Recent Posts (page 56 / 70)

by Leon Rosenshein

Improve The Daily Work

Following up on last week's entry on DevOps, one of the key tenets in The Phoenix Project is  that "Improving daily work is more important than doing daily work". Or maybe you've heard it said as "Work smarter, not harder".

Whether you call it friction, cycle time, down time, idle time, or wasted time, anything that isn't time spent thinking about, codifying, and implementing the solution to the business problem you're trying to solve is time time not adding value. To maximize efficiency and productivity you want to minimize that time.

We spend lots of time trying to make computers do our bidding. Parts of it are very creative, figuring out ways to do something no one has ever done or figuring out a more efficient way to do something we already know how to do. In between those parts is a lot of doing the same thing over and over again. Everything from writing boilerplate code to running tests to deploying/validating products. A lot of that is rote repetition. It takes time. Sometimes a lot of time. And a little bit of our attention. Not a lot, but it breaks the train of thought and kicks us out of the flow. Then you spend 15 minutes getting back into the flow, then it happens again. And you think to yourself, "There's got to be a better way, but I don't have time for that right now,", and you might be right the first time that happens, or even the second, but at some point, often a lot sooner than you think, you find that you would have been better off taking the time to fix your workflow instead of brute forcing it.

Case in point. The other day I was working on building some new machine images to stand up a Kubernetes cluster for our new datacenter. Turns out the easy way to test is to write the code, push it to a branch, trigger a remote build, deploy it, then see what happens. Lots of steps, but each one is easy, there were no prerequisites, and I got to mark lots of steps as done. It felt like I was really doing lots of work. But in reality it was slow. I had to start each step when the previous one finished. I had to wait for steps to finish. then test. Then do it all over again. It was a 25 minute cycle. I made some quick progress at first, but then it got slow, and annoying. I'd make silly mistakes and waste a cycle. Or I'd have to back up. As Macbeth said, it was a tale, told by an idiot, full of sound and fury, signifying nothing.

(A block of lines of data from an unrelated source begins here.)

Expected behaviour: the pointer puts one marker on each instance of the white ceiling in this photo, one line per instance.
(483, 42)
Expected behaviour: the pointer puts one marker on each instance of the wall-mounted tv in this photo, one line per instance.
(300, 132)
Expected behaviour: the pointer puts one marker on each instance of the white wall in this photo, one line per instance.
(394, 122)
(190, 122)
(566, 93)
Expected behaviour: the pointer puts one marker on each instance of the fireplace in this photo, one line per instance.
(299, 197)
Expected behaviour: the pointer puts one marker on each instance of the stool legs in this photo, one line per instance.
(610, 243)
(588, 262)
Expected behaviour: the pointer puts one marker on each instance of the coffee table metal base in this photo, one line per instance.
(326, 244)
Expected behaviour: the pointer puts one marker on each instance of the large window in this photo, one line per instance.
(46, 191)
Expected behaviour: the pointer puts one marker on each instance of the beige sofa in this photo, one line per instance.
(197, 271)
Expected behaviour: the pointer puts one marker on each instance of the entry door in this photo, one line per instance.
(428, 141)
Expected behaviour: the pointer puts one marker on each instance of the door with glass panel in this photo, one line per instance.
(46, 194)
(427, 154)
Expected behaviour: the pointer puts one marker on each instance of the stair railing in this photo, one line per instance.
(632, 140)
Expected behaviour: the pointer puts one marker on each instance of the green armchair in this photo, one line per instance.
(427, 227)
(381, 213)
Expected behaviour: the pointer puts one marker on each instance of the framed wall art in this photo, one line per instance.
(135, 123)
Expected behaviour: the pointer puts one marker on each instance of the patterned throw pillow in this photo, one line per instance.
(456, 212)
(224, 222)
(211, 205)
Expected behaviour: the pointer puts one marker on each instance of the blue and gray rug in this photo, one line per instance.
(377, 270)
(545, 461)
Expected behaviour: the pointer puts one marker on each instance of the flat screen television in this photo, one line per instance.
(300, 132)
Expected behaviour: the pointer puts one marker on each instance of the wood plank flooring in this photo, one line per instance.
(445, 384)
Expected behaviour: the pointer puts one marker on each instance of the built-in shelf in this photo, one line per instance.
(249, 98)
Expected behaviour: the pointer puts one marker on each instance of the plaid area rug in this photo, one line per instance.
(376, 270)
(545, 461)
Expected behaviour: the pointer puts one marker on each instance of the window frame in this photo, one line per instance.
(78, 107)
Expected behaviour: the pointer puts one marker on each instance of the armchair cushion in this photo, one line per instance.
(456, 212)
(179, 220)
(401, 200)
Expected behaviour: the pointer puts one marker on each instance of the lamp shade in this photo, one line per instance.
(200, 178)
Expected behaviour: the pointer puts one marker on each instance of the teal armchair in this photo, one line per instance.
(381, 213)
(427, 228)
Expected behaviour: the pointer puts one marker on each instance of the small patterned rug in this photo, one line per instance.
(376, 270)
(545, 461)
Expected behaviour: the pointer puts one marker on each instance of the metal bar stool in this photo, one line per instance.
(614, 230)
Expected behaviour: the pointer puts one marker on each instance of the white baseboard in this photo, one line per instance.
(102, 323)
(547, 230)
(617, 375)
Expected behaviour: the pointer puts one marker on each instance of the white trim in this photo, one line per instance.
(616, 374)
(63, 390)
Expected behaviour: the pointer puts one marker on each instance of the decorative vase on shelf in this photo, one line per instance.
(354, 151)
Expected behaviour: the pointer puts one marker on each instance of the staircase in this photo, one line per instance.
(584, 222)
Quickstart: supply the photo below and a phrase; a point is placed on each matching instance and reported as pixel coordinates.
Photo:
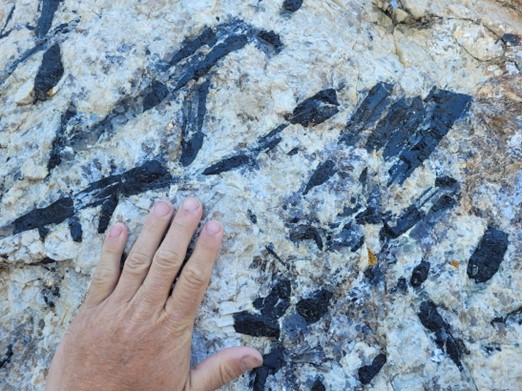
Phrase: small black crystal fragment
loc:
(154, 95)
(514, 317)
(229, 164)
(314, 307)
(6, 359)
(307, 232)
(322, 173)
(106, 213)
(433, 321)
(489, 254)
(511, 39)
(368, 372)
(442, 109)
(272, 39)
(252, 217)
(49, 74)
(317, 109)
(194, 111)
(292, 5)
(190, 46)
(368, 112)
(351, 235)
(76, 229)
(203, 67)
(446, 182)
(269, 141)
(410, 216)
(277, 302)
(50, 294)
(272, 362)
(318, 385)
(419, 274)
(55, 213)
(43, 232)
(60, 140)
(256, 325)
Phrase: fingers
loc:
(223, 367)
(108, 270)
(171, 253)
(140, 257)
(192, 283)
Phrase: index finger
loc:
(188, 292)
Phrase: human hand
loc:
(130, 333)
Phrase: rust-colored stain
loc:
(372, 258)
(454, 263)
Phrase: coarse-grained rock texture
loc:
(364, 156)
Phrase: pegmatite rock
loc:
(365, 158)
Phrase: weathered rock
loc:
(345, 145)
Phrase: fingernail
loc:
(249, 362)
(162, 209)
(213, 227)
(190, 204)
(115, 231)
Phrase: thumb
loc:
(223, 367)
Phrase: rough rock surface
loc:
(364, 156)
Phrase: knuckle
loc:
(194, 277)
(137, 262)
(177, 325)
(179, 225)
(168, 257)
(102, 275)
(226, 373)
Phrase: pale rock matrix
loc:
(364, 157)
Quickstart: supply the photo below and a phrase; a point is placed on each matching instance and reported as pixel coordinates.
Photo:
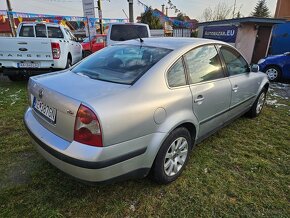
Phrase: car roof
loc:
(172, 43)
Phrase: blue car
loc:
(277, 67)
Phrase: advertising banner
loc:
(222, 33)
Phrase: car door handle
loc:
(199, 98)
(235, 88)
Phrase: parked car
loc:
(118, 32)
(38, 48)
(277, 67)
(140, 107)
(93, 44)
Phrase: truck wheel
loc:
(68, 63)
(172, 156)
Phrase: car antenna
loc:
(141, 40)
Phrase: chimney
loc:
(163, 8)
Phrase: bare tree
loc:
(220, 12)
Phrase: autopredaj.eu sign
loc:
(223, 33)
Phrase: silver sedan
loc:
(140, 107)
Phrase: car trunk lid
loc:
(62, 93)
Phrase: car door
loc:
(244, 86)
(211, 89)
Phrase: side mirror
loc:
(255, 68)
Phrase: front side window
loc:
(121, 63)
(40, 30)
(176, 75)
(204, 64)
(26, 31)
(234, 61)
(54, 32)
(127, 32)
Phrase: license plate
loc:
(48, 112)
(28, 65)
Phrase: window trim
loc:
(221, 63)
(224, 62)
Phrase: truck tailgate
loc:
(25, 49)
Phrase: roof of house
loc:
(245, 20)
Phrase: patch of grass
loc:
(242, 170)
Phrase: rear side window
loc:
(234, 61)
(26, 31)
(204, 64)
(176, 75)
(40, 30)
(54, 32)
(127, 32)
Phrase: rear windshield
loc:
(123, 64)
(26, 31)
(127, 32)
(40, 30)
(54, 32)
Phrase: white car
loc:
(38, 48)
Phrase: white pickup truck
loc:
(38, 48)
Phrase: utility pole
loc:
(131, 15)
(100, 16)
(10, 18)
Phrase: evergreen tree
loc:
(148, 18)
(261, 9)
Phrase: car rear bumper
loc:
(93, 164)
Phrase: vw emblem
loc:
(40, 94)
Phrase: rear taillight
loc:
(55, 47)
(87, 128)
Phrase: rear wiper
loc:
(90, 75)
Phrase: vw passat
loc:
(140, 107)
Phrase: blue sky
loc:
(113, 8)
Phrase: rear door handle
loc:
(235, 88)
(199, 99)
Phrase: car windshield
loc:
(123, 64)
(88, 39)
(127, 32)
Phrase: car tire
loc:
(68, 63)
(258, 105)
(273, 73)
(86, 54)
(172, 156)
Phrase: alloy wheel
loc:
(260, 103)
(175, 156)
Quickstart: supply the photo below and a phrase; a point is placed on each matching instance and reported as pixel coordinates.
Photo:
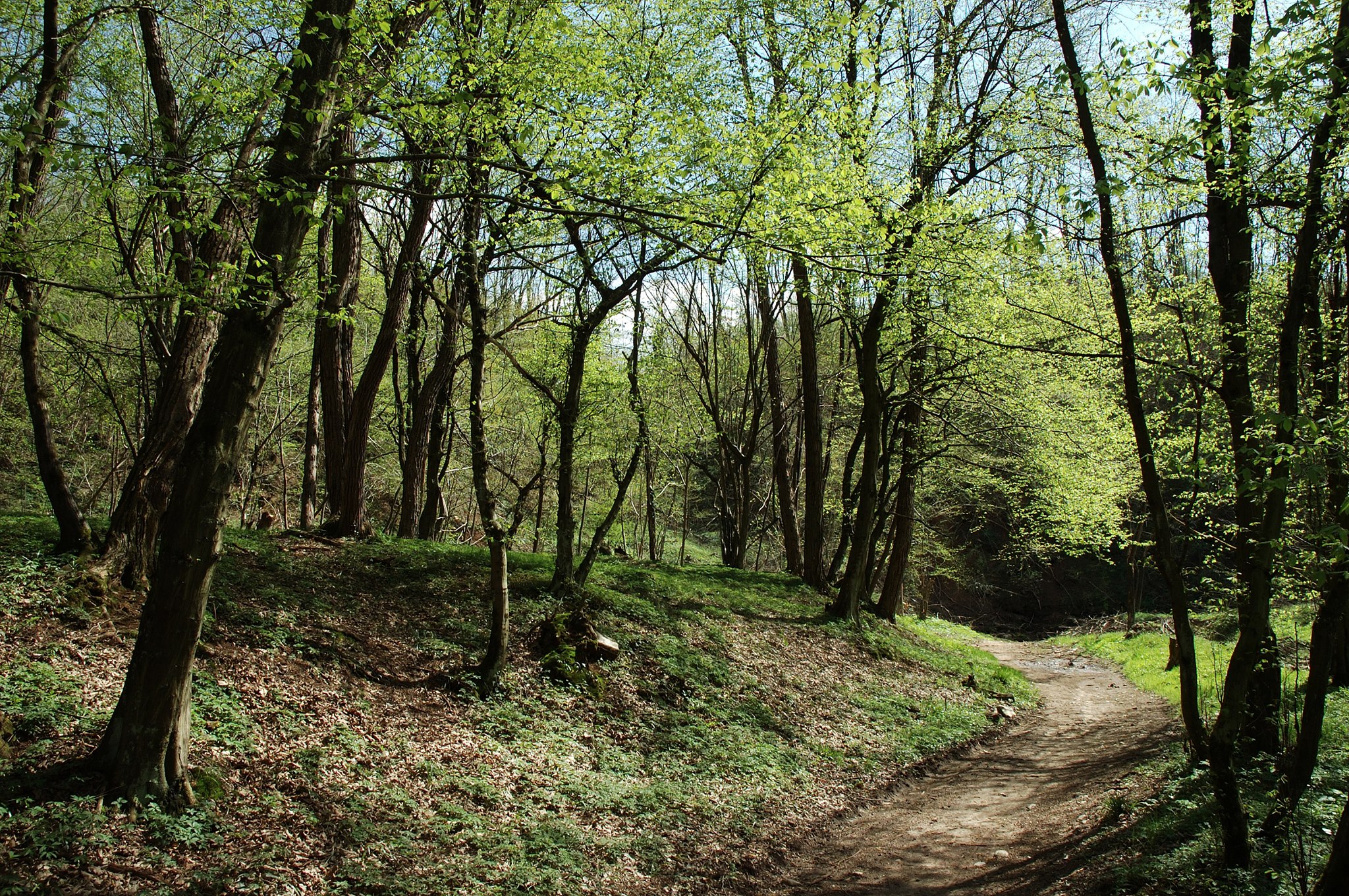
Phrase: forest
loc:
(676, 390)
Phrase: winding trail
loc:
(1006, 818)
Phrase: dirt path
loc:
(1010, 817)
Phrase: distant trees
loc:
(810, 286)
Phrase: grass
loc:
(1172, 841)
(736, 718)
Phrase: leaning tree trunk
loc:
(351, 516)
(1327, 360)
(568, 417)
(892, 593)
(29, 176)
(812, 519)
(431, 399)
(625, 480)
(145, 748)
(777, 418)
(498, 583)
(872, 426)
(74, 530)
(1163, 552)
(310, 479)
(339, 266)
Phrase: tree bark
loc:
(634, 398)
(145, 748)
(339, 252)
(351, 517)
(812, 414)
(29, 176)
(431, 400)
(848, 602)
(777, 417)
(1163, 552)
(892, 593)
(310, 483)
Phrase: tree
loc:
(145, 748)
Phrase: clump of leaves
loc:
(37, 701)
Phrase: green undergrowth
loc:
(336, 736)
(1172, 834)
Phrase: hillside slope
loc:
(336, 754)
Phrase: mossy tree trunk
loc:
(145, 748)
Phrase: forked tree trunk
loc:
(849, 600)
(70, 522)
(29, 176)
(351, 488)
(1163, 552)
(310, 481)
(498, 581)
(625, 480)
(892, 593)
(431, 399)
(812, 517)
(777, 418)
(339, 253)
(145, 748)
(1327, 361)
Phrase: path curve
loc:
(1006, 818)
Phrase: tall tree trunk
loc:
(70, 522)
(498, 583)
(568, 415)
(848, 602)
(1163, 552)
(310, 483)
(634, 398)
(812, 414)
(29, 176)
(431, 400)
(441, 444)
(339, 267)
(653, 538)
(777, 417)
(1327, 361)
(351, 517)
(892, 593)
(145, 747)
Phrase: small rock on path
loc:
(1006, 818)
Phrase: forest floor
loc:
(339, 747)
(1030, 813)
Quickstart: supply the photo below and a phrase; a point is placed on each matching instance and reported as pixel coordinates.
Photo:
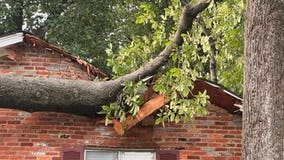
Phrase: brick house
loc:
(62, 136)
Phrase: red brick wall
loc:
(42, 135)
(32, 61)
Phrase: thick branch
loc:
(213, 50)
(83, 97)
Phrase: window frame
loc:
(119, 151)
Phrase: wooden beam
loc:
(147, 109)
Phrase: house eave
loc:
(11, 39)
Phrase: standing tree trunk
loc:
(263, 116)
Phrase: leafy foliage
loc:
(121, 36)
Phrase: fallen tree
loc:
(85, 97)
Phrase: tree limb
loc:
(213, 50)
(84, 97)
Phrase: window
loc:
(79, 153)
(119, 155)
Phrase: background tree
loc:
(137, 39)
(263, 116)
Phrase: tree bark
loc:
(213, 50)
(84, 97)
(263, 116)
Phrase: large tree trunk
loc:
(84, 97)
(263, 116)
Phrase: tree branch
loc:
(84, 97)
(213, 50)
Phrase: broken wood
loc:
(80, 97)
(147, 109)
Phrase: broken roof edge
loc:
(36, 41)
(226, 90)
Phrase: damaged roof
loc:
(23, 37)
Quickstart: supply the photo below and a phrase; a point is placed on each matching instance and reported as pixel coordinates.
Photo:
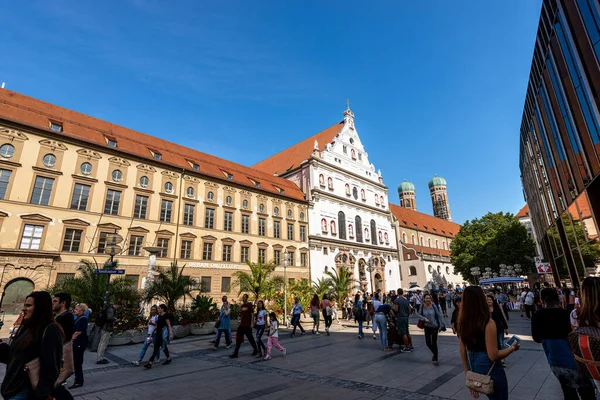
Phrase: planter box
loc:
(180, 331)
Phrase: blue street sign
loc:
(110, 271)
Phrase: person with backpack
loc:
(550, 326)
(106, 321)
(585, 340)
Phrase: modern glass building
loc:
(560, 137)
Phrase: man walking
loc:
(403, 310)
(106, 322)
(245, 327)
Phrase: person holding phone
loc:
(551, 326)
(479, 342)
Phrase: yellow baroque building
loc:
(67, 180)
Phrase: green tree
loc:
(259, 281)
(169, 286)
(489, 241)
(341, 282)
(89, 287)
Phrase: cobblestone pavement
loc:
(336, 367)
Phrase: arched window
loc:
(358, 223)
(342, 224)
(373, 232)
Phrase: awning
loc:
(503, 279)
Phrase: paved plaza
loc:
(336, 367)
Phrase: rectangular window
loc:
(113, 200)
(4, 179)
(277, 257)
(188, 214)
(207, 251)
(72, 240)
(32, 237)
(81, 194)
(244, 252)
(135, 245)
(186, 249)
(163, 244)
(166, 209)
(245, 223)
(228, 221)
(205, 284)
(225, 284)
(141, 206)
(101, 243)
(42, 190)
(209, 218)
(227, 252)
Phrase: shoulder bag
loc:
(478, 382)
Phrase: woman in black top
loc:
(38, 337)
(479, 342)
(164, 333)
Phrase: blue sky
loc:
(437, 86)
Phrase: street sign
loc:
(110, 271)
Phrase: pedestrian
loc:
(334, 311)
(479, 342)
(164, 334)
(245, 328)
(297, 310)
(402, 309)
(224, 324)
(585, 340)
(273, 338)
(454, 318)
(38, 337)
(375, 305)
(260, 320)
(314, 314)
(429, 313)
(150, 335)
(80, 339)
(327, 312)
(357, 311)
(106, 321)
(528, 302)
(550, 326)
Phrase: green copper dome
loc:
(437, 181)
(406, 187)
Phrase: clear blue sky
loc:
(437, 86)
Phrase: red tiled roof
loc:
(423, 222)
(291, 157)
(524, 212)
(36, 113)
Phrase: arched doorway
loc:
(14, 295)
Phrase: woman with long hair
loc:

A couple of hours in I stepped back, built some tools, wrote a makefile, figured out how to do things without needing to restart a remote service. I spend about 4 hours and turned a 25 minute cycle into a 5 minute cycle. It took 8 cycles to make up that 4 hour setup time. 8 cycles, with a break, took an hour. So in less than a day I was way ahead of where I would have been. A couple of days later I was about a week ahead. And that doesn't count the time saved by teammates who didn't have to go through my struggle. If you're wondering where the breakeven point is, there's even an XKCD for that.

Whether it's a Makefile with some common commands and arguments, a fix-it week project to make something smoother, or, even better, a culture that says "If you have a choice between improving developer productivity or developing a new feature, choose developer productivity", one of the best ways to be more productive is to make it easier and smoother to do your work.

by Leon Rosenshein

Dev Ops Book Club

The Phoenix Project, Accelerate The Dev-Ops Handbook, and recently, The Unicorn Project. Two novels and a two how-to books backed by research. Full disclosure, the novels, as novels aren't that good. Character development is shallow, the plot moves at the speed of the message, and there are more stereotypes than you can shake a stick at.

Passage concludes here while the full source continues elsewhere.